There are a number of BIOS calls that can put the CPU into a low power mode, thus sparing the batteries. The main BIOS call for this is Halt (#2), but what we’re currently interested in is VBlankIntrWait (#5). This will set things up to wait until the next VBlank interrupt. To use it, you have to have interrupts switched on, of course, in particular the VBlank interrupt. As usual, the VBlank isr will have to acknowledge the interrupt by writing to REG_IF. But it also has to write to its BIOS equivalent, REG_IFBIOS. This little bit of information is a little hard to find elsewhere (in part because few tutorials cover BIOS calls); for more info, see GBATEK, BIOS Halt Functions. Fortunately for us, the switchboard presented in the interrupts section has this built in.

To show you how to set it up, see the swi_vsync demo. The most important code is given below; a screen shot can be found in fig 2. What it does is give a rotating metroid sprite with an angular velocity of π rad/s (this corresponds to Δθ = 0x10000/4/60= 0x0111). The basic steps for interrupt handling should be familiar, except the fact that there’s no real VBlank isr because the switchboard already takes care of acknowledging the interrupt. After that it’s pretty simple: we use ObjAffineSet() to calculate the required affine matrix and VBlankIntrWait puts the CPU on Halt until the next VBlank interrupt.

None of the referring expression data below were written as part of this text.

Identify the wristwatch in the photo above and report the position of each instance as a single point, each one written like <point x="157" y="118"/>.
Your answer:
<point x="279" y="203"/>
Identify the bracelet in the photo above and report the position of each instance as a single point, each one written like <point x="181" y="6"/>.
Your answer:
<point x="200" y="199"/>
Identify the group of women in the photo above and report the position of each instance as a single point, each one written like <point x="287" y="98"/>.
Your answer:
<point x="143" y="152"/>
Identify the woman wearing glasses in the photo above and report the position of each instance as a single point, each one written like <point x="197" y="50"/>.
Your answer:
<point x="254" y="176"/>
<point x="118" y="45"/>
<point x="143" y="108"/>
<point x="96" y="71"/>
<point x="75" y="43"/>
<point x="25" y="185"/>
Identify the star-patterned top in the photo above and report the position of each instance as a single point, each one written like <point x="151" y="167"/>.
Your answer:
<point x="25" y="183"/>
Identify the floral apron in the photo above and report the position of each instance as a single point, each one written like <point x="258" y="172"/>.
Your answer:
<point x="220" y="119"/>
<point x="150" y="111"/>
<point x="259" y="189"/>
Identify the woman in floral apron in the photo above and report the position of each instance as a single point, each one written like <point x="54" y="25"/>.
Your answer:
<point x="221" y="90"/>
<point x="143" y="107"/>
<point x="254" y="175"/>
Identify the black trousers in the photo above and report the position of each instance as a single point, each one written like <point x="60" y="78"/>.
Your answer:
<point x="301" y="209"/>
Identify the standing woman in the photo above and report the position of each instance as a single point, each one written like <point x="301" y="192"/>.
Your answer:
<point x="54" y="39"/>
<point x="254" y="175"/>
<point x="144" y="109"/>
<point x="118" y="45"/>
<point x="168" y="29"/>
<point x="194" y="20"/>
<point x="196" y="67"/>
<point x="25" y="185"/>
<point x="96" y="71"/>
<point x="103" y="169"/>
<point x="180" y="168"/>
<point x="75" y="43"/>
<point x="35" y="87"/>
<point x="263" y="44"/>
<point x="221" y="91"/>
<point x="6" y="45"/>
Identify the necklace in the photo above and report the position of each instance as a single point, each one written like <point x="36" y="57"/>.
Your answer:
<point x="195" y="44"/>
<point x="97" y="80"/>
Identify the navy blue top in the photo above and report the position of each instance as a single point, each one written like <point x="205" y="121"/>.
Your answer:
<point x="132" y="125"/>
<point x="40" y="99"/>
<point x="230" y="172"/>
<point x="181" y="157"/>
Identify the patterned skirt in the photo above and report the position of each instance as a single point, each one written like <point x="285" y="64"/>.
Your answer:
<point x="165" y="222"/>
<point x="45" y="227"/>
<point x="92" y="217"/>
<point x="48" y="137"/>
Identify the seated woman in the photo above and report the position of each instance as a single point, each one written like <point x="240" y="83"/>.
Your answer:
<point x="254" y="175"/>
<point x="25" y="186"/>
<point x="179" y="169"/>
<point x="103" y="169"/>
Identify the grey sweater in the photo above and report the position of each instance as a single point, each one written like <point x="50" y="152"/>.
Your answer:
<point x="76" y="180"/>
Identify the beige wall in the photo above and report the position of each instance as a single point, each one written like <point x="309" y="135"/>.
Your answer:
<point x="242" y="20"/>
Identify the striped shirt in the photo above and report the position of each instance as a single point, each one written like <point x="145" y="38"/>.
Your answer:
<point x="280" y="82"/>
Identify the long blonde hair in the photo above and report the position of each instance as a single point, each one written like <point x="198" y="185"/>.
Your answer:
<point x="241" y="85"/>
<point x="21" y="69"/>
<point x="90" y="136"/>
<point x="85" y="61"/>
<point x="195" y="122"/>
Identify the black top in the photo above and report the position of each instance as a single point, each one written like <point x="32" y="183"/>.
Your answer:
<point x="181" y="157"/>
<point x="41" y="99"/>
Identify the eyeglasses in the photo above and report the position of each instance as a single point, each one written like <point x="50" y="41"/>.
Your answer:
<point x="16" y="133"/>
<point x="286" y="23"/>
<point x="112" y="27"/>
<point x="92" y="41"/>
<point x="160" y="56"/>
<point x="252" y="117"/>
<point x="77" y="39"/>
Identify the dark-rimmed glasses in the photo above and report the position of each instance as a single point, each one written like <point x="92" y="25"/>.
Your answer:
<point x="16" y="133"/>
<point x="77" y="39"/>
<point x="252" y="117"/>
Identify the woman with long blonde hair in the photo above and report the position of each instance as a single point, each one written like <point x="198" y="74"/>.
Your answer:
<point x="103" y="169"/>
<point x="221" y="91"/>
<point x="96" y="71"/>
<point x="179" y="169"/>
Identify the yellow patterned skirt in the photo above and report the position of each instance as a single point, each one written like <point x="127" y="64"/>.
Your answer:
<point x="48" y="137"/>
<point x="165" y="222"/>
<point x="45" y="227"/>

// inside main, after basic initialisations

AFF_SRC as= { 0x0100, 0x0100, 0 };

// enable isr switchboard and VBlank interrupt
irq_add(II_VBLANK, NULL);


    // Full circle = 10000h
    // 10000h/4/60= 111h -> 1/4 rev/s = 1 passing corner/s
    as.alpha += 0x0111;
    ObjAffineSet(&as, &oaff.pa, 1, 8);

    obj_aff_copy(obj_aff_mem, &oaff, 1);

Prefer VBlankIntrWait() over vid_vsync()

Waiting for the VBlank via vid_vsync() (or its functional equivalent) is not a good idea: it wastes too much battery power. The recommended procedure is using VBlankIntrWait() to halt the processor, to be woken again on the VBlank interrupt.

Acknowledging IntrWait routines

VBlankIntrWait() is only one of the BIOS’s IntrWait() routines that can stop the CPU until an interrupt has been raised. However, it doesn’t look at REG_IF but at REG_IFBIOS (0300:7FF8) for the acknowledgement of the interrupt. If your game locks up after trying VBlankIntrWait(), this may be why. Note that you may find the address under other names, as there isn’t really an official one for it.

Final thoughts

Now that you know how to use them, I should warn you that you shouldn’t go overboard with them. It appears that the BIOS routines have been designed for space, not speed, so they aren’t the fastest in the world. Not only that, there’s an overhead of at least 60 cycles for each one (mind you, normal functions seem to have a 30 cycle overhead). If speed is what you’re after then the BIOS calls may not be the best thing; you can probably find faster routines on the web … somewhere. This doesn’t mean that the BIOS routines can’t be useful, of course, but if you have alternative methods, use those instead. Just remember that that’s an optimisation step, which you shouldn’t do prematurely.